ECLI:NL:RBDHA:2022:6581
Rechtbank Den Haag
- Eerste aanleg - enkelvoudig
- Rechtspraak.nl
Bewaring en voortvarend handelen in vreemdelingenzaken
In deze zaak heeft de Rechtbank Den Haag op 1 juli 2022 uitspraak gedaan in een beroep tegen de maatregel van bewaring die aan eiser was opgelegd door de staatssecretaris van Justitie en Veiligheid. Eiser, die aanvankelijk de Tunesische nationaliteit claimde maar later de Algerijnse nationaliteit aanvoerde, heeft beroep ingesteld tegen het voortduren van de maatregel van bewaring. De rechtbank heeft vastgesteld dat de maatregel van bewaring rechtmatig was op het moment van de eerdere uitspraak op 9 mei 2022. Eiser heeft documenten overgelegd die zijn Algerijnse nationaliteit zouden aantonen en stelde dat verweerder onvoldoende voortvarend handelde in het terugkeerproces.

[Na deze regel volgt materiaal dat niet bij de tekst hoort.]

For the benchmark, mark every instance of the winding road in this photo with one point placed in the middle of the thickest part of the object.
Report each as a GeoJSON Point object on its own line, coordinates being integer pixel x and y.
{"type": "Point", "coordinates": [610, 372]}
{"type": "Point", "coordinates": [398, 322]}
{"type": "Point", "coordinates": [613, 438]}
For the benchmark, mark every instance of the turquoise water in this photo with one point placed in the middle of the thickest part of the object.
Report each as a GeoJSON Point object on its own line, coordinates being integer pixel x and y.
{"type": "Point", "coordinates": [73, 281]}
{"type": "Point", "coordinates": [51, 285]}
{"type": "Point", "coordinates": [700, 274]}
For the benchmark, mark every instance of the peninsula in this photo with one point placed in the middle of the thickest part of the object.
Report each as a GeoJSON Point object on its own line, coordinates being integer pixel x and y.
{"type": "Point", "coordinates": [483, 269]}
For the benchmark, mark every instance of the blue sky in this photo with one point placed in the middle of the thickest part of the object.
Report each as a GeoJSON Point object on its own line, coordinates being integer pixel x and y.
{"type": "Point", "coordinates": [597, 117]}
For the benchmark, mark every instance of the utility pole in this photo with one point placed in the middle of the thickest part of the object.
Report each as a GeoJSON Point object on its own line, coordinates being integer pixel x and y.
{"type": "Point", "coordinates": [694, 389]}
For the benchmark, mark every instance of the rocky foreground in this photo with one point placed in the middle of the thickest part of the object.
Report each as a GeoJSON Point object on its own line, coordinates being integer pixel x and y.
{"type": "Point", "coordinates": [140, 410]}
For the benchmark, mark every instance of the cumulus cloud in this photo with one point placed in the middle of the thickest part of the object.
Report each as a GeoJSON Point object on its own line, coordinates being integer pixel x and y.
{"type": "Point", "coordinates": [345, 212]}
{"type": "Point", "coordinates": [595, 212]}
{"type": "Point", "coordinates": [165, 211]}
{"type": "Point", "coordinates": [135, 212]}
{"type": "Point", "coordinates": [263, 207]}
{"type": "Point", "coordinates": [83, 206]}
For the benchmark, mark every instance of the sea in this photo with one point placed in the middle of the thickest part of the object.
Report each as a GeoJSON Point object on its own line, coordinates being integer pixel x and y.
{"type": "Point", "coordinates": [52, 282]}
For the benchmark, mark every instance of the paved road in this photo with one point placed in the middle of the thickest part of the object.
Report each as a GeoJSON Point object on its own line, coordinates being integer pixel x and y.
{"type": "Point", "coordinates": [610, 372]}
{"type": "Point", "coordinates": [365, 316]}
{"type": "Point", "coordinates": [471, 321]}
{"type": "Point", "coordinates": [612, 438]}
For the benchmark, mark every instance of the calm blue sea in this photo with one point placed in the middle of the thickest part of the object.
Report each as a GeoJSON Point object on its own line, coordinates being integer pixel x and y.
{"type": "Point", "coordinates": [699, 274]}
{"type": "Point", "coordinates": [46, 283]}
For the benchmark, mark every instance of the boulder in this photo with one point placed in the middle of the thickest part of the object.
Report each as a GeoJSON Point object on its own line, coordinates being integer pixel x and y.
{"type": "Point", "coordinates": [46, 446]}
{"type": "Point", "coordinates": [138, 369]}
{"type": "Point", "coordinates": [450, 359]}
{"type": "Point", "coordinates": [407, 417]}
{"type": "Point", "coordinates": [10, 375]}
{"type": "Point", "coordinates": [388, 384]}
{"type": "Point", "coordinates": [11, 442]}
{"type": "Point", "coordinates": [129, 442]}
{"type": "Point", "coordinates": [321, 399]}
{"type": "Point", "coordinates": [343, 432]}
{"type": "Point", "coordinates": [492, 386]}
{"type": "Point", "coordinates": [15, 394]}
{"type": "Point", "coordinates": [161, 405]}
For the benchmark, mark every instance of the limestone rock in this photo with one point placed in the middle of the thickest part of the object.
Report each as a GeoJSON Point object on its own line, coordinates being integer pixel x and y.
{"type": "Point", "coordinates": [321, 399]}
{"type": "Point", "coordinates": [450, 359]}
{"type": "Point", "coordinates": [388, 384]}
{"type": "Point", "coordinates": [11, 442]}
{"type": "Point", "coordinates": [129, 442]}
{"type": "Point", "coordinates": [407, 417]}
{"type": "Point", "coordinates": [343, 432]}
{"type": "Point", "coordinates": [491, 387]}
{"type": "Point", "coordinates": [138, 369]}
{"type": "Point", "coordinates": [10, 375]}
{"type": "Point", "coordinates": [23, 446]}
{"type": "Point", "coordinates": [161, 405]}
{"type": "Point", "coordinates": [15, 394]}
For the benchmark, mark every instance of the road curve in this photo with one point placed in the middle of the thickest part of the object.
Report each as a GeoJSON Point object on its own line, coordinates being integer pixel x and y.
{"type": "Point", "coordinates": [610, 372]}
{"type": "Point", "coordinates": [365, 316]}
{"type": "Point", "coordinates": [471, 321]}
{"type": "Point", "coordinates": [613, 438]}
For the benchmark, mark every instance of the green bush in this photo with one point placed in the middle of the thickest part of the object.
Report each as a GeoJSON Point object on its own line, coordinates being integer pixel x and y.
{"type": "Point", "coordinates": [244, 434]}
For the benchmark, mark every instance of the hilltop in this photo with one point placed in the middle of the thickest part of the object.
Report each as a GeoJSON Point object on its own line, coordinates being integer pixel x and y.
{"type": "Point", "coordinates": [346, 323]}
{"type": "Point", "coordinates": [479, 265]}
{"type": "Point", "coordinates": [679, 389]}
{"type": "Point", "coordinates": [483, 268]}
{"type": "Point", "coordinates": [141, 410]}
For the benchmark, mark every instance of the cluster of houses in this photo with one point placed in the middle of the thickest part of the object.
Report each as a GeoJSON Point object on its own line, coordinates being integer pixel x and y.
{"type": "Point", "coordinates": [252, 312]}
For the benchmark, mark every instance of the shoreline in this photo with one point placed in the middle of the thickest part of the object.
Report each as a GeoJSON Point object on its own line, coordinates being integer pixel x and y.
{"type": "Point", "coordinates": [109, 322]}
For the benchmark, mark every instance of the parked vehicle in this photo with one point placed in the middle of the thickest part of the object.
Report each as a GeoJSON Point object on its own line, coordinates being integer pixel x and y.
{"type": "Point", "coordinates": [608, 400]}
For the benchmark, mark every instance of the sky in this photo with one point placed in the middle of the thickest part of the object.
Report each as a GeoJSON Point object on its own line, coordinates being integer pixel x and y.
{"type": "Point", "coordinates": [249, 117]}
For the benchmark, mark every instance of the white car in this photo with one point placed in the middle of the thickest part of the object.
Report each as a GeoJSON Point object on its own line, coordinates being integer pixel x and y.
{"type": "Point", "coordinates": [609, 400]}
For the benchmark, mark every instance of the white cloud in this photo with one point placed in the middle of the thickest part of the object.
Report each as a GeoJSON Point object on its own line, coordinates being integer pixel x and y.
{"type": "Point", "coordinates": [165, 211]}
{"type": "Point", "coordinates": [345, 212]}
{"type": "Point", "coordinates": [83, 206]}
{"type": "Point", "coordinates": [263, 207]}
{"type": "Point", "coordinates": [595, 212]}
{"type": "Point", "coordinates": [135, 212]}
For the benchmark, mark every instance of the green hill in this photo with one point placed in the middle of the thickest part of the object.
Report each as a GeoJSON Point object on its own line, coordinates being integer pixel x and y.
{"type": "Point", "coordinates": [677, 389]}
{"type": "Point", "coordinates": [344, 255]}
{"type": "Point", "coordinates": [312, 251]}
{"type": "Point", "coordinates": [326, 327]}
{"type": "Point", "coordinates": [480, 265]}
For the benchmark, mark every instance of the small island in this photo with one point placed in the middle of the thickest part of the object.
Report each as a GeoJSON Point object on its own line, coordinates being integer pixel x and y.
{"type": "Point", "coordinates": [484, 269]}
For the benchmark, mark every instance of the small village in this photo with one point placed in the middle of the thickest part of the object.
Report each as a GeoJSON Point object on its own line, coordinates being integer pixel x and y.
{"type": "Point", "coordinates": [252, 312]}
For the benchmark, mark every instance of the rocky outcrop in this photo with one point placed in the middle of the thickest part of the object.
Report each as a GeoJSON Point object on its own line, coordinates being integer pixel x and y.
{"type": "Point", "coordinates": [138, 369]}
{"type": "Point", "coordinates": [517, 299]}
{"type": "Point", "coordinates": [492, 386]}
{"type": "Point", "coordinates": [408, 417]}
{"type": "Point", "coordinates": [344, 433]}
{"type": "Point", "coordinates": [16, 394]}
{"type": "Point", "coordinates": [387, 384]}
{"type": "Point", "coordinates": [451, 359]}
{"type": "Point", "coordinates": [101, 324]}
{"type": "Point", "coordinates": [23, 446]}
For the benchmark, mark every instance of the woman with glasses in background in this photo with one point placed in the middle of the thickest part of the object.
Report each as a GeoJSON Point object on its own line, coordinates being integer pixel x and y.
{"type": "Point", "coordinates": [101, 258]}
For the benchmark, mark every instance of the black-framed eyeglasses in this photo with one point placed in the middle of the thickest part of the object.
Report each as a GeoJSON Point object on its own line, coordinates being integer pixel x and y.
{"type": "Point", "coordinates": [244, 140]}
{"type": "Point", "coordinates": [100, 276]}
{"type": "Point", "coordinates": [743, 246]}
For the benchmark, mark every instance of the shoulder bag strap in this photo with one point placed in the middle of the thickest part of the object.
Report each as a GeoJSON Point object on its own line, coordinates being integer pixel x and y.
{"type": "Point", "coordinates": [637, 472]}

De rechtbank heeft echter geoordeeld dat er geen aanleiding was om te concluderen dat verweerder niet voortvarend handelde. Uit de verslagen van de vertrekgesprekken bleek dat eiser zelf had aangegeven dat hij documenten per post kon laten opsturen, maar later verklaarde dat dit niet mogelijk was. De rechtbank oordeelde dat verweerder niet verplicht was om op basis van kopieën contact op te nemen met de Algerijnse ambassade en dat het terugkeertraject naar Tunesië niet gestaakt hoefde te worden. Eiser's verzoek om aanpassing van het terugkeerbesluit werd afgewezen, omdat er geen terugkeerbesluit aan de maatregel van bewaring ten grondslag lag.
Uiteindelijk verklaarde de rechtbank het beroep ongegrond en wees het verzoek om schadevergoeding af. De uitspraak werd gedaan door mr. drs. E.J. Govaers, in aanwezigheid van griffier mr. A.S. Hamans, en is openbaar gemaakt op de website van de Rechtspraak.